Inverse image of compact set under open mapping contains compact

Question

Let $\mathbb{D}$ denote the unit disc. Say $U\subset \mathbb{D}$ is an open set such that for every $r\in [0,1)$ there exists $z\in U$ such that $|z| = r$. Given $0<\rho<1$ is it then possible to find a compact subset of $U$ denoted $K$ such that $\forall r\in[0,\rho]$ there exists $z\in K$ such that $|z| = r$?

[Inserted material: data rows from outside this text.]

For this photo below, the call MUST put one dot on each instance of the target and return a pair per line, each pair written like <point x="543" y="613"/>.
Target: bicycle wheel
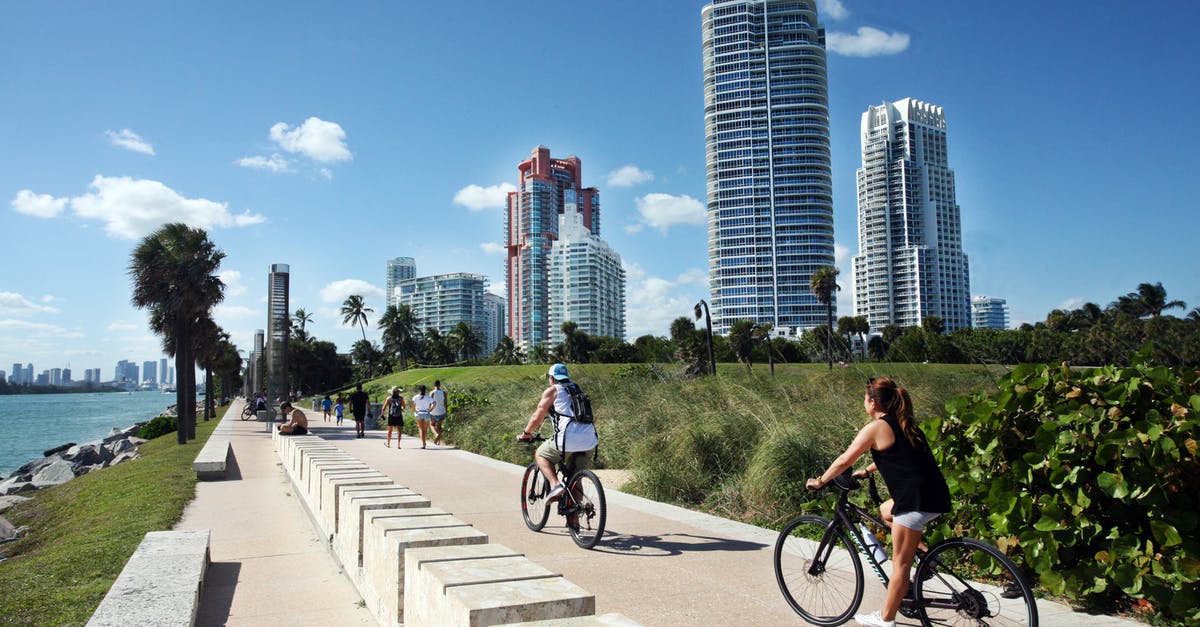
<point x="586" y="509"/>
<point x="534" y="507"/>
<point x="822" y="583"/>
<point x="967" y="581"/>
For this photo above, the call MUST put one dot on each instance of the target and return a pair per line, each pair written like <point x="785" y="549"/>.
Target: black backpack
<point x="581" y="405"/>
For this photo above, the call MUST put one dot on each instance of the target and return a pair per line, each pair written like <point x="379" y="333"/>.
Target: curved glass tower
<point x="767" y="157"/>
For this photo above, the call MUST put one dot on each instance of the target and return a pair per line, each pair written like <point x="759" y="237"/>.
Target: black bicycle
<point x="819" y="566"/>
<point x="582" y="503"/>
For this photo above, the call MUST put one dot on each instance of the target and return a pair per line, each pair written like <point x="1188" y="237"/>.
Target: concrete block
<point x="161" y="583"/>
<point x="599" y="620"/>
<point x="491" y="591"/>
<point x="331" y="489"/>
<point x="353" y="503"/>
<point x="384" y="543"/>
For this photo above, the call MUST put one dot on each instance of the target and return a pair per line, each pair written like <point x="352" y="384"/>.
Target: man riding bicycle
<point x="570" y="436"/>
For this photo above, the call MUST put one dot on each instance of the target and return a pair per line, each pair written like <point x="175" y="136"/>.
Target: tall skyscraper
<point x="279" y="323"/>
<point x="546" y="189"/>
<point x="399" y="269"/>
<point x="587" y="282"/>
<point x="769" y="196"/>
<point x="495" y="306"/>
<point x="910" y="262"/>
<point x="988" y="312"/>
<point x="442" y="302"/>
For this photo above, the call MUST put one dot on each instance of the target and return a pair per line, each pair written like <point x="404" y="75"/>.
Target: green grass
<point x="737" y="445"/>
<point x="85" y="530"/>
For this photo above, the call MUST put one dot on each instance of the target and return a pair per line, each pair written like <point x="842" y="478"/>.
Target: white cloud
<point x="832" y="9"/>
<point x="629" y="175"/>
<point x="37" y="329"/>
<point x="840" y="255"/>
<point x="339" y="291"/>
<point x="37" y="204"/>
<point x="132" y="208"/>
<point x="653" y="303"/>
<point x="478" y="198"/>
<point x="225" y="312"/>
<point x="868" y="42"/>
<point x="13" y="304"/>
<point x="232" y="279"/>
<point x="664" y="210"/>
<point x="130" y="141"/>
<point x="276" y="162"/>
<point x="316" y="138"/>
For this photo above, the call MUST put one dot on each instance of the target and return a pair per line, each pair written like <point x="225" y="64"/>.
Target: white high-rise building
<point x="399" y="269"/>
<point x="910" y="262"/>
<point x="769" y="195"/>
<point x="988" y="312"/>
<point x="443" y="300"/>
<point x="587" y="282"/>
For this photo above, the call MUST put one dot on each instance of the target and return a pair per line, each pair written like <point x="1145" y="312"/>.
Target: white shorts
<point x="915" y="520"/>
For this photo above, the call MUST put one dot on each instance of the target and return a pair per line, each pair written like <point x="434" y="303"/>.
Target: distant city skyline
<point x="1074" y="177"/>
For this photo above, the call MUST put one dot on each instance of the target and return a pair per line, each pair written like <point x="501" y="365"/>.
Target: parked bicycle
<point x="582" y="503"/>
<point x="819" y="566"/>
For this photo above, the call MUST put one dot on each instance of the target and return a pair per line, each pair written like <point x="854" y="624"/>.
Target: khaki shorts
<point x="550" y="451"/>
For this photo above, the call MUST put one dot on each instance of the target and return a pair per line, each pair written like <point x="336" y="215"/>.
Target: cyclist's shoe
<point x="874" y="620"/>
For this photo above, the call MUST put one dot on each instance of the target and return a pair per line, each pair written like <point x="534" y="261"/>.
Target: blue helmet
<point x="558" y="371"/>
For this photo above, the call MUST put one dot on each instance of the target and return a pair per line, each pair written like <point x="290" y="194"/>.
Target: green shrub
<point x="1090" y="478"/>
<point x="157" y="427"/>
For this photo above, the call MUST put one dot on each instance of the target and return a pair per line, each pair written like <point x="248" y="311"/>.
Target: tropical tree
<point x="174" y="276"/>
<point x="354" y="311"/>
<point x="465" y="341"/>
<point x="401" y="334"/>
<point x="825" y="286"/>
<point x="508" y="352"/>
<point x="301" y="318"/>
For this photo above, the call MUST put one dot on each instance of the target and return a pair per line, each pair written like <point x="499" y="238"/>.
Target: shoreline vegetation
<point x="82" y="532"/>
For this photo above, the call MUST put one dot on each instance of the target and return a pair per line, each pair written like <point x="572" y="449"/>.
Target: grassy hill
<point x="738" y="445"/>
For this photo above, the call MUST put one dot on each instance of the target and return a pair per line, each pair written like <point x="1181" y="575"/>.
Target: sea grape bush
<point x="1087" y="477"/>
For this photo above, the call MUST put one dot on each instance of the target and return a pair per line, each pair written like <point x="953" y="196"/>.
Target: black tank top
<point x="912" y="475"/>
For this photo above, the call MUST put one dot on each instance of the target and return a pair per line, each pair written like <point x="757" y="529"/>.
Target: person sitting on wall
<point x="295" y="422"/>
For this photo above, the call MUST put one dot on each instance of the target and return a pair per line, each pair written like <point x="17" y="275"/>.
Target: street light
<point x="708" y="328"/>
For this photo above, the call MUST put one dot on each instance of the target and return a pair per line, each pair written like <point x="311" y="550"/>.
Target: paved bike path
<point x="657" y="563"/>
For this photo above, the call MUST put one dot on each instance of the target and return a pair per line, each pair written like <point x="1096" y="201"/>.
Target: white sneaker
<point x="874" y="620"/>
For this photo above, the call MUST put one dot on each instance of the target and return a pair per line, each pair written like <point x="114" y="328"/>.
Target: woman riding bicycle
<point x="570" y="436"/>
<point x="918" y="490"/>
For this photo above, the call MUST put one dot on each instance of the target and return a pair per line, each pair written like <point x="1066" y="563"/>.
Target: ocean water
<point x="33" y="423"/>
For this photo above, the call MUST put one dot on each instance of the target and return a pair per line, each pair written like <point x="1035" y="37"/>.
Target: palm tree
<point x="1153" y="299"/>
<point x="301" y="318"/>
<point x="466" y="341"/>
<point x="354" y="311"/>
<point x="174" y="278"/>
<point x="508" y="352"/>
<point x="400" y="332"/>
<point x="825" y="286"/>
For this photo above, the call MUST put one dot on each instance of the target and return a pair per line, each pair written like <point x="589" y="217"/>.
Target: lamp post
<point x="708" y="329"/>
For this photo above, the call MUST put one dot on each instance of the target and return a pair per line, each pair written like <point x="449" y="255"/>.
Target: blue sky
<point x="335" y="136"/>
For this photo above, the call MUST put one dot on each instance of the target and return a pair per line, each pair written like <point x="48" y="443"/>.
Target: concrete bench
<point x="485" y="584"/>
<point x="161" y="583"/>
<point x="387" y="536"/>
<point x="599" y="620"/>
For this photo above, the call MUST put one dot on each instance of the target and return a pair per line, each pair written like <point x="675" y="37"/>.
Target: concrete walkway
<point x="658" y="565"/>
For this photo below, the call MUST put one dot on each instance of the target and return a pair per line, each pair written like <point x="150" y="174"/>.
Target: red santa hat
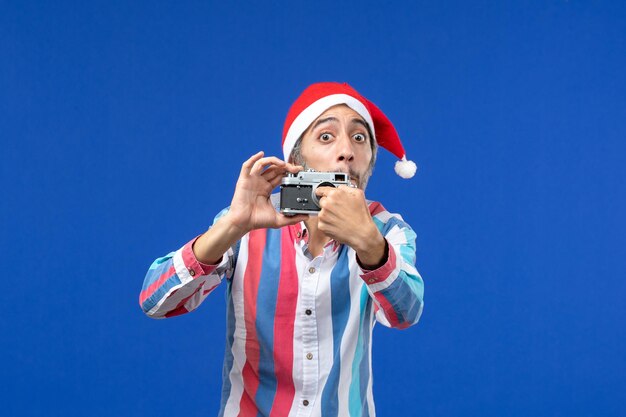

If $U$ is connected then this is trivially true since $U$ is pathwise connected and we need only pick a point $\zeta\in U$ with $|\zeta| = \rho$ and then connect it via a curve to $0$ and consider the trace of the curve as our compact set. A similar construction is valid if $U$ consists of finitely many components. However if $U$ consists of infinitely many components is it still possible to find such a compact set?

Answer 1

The solution was more direct than I thought:

For every $r\in [0,\rho]$ we can find $z_r\in U$ such that $|z_r| = r$. Since $U$ is open we can find $\epsilon_r>0$ such that the closure of $B_r := B(z_r,\epsilon_r)$ is contained in $U$. Now let $T:\mathbb{D}\rightarrow[0,1)$ be defined by $T(z) = |z|$. Then $(T(B_r))_{r\in [0,\rho]}$ is an open cover of the compact set $[0,\rho]$ and therefore only finitely many are needed to cover $[0,\rho]$: say $[0,\rho]\subset \cup_{k=1}^{n}T(B_{r_k})$. Defining $K$ by

$$K = \left(\bigcup_{k=1}^{n}\overline{B_{r_k}}\right)\cap \overline{B(0,\rho)}$$

we see that $K$ solves our problem.

I guess this generalizes to the following situation. Let $\Omega$ and $U$ be metric spaces where closed and bounded sets are compact and let $T:\Omega\rightarrow U$ be an open surjective map. Then if $C$ is a compact subset of $U$ we can find a compact subset of $\Omega$ denoted $K$ such that $T(K) = C$.